About the most generous way to see the Louis Vuitton boutique implant is as a canny and effective performance piece. It takes the art of audience participation to a new level. People are invited to walk into a symbolically charged space and offer up a kind of sacrifice, i.e. money, in return for objects of demonstrable (because someone is paying) cultural or emotional value. There is a theatrical, performative, staged quality to the experience. Kind of like church.
I watched as a young Asian fellow with two attractive female companions whipped out his credit card and charged $3,000 for three handbags. They looked like dancers in a trance, speaking barely a word. The girls at the counter played along with feline elegance in the finely choreographed ritual exchange, in which everyone seemed to know their part.
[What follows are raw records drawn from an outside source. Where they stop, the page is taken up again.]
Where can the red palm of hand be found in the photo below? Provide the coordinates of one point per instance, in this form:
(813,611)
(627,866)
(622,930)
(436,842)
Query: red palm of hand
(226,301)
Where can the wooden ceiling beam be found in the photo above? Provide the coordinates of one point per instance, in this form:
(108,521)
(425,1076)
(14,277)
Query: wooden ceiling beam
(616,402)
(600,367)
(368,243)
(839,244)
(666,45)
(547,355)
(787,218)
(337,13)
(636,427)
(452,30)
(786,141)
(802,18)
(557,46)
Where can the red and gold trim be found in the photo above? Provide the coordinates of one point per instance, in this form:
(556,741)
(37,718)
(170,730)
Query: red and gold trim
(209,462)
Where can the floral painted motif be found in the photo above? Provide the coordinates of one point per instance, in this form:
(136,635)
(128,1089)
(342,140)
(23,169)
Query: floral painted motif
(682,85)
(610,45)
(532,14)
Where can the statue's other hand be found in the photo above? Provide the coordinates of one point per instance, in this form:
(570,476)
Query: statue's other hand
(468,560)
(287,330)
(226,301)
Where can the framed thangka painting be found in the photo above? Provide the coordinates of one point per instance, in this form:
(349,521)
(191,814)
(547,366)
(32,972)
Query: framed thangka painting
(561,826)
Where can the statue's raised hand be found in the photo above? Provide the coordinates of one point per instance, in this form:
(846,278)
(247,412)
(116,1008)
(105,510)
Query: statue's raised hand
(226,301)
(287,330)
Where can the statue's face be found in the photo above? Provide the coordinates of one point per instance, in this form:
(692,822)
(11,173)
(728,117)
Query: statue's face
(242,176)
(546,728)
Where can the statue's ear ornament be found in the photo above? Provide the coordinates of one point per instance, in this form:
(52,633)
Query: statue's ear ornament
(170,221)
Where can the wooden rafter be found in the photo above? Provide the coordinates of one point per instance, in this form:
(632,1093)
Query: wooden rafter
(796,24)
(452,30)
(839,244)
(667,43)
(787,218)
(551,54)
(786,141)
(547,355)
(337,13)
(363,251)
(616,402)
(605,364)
And I thought to myself, “He may as well have cut a vein and drawn a pint of blood.” Eliciting that profound response, that level of commitment, says something powerful about these objects. Don’t we all want to see people to respond to art in such a tangible way?
But that may be giving Murakami too much credit. Ever since the visit, I can’t shake a sense of disquiet about the store-in-the-museum concept. I have been trying to get to the bottom of it, but I couldn’t pin it down until I came across a statement by John Baldessari in a conversation (artreview.com, Jan. 5) with Artworldsalon regular Jonathan Neil. In the interview, Baldessari talked about how “art has become more entertainment,” and about the Murakami show he had this to say:
I’m on the board of trustees at MOCA – not that I go, but I do go to a few meetings – and you realise when you get in there, in the midst of it, that these museums are about ticket sales, and they have to have blockbusters. So what are we doing at MOCA? – Murakami. Man, that is going to bring them in. Now do you think if you had an Ad Reinhardt show that that would bring them in? I don’t think so. Could you see a Reinhardt on a billboard? But it’s more and more like that. And it’s perfect. Because there’s a huge Asian community: that’s going to bring them in. Murakami is like Warhol: that’s going to bring them in. And then this argument – I had to laugh – but Paul Schimmel said, “We’re going to have this Vuitton shop, and it’s going to be functional, because that’s part of his practice”, and I said, “Well wait a minute, part of your practice, alright, so you have the same show – but one of [Adolf] Wölfli, are you going to have a mental institution inside?” No, you wouldn’t have to, it is a mental institution!
So which is it? A savvy cultural investigation into the relationship of art and commerce? Or just another way to sell a handbag?


Comments (1)
I'm guessing that part of your disquiet, Andras, comes from this discomfiting fact: it's difficult to make the core act of spending money wholly ironic. The gift shop customers you described were doing a straight transaction - cash for commodity. Maybe the handbags themselves, and the museum/consumer display of them, are mondo globo pomo hipster, but there's something irreducibly unironic about having $3k in discretionary cash to blow, about the value of the dollar vs the yen, about the bottom line of Vuitton and the other profit participants at the Geffen. The cultural deconstruction of a commercial transaction is always illuminating, but there's always a little nausea involved in the leap from analysis to the sight of cold hard money changing hands.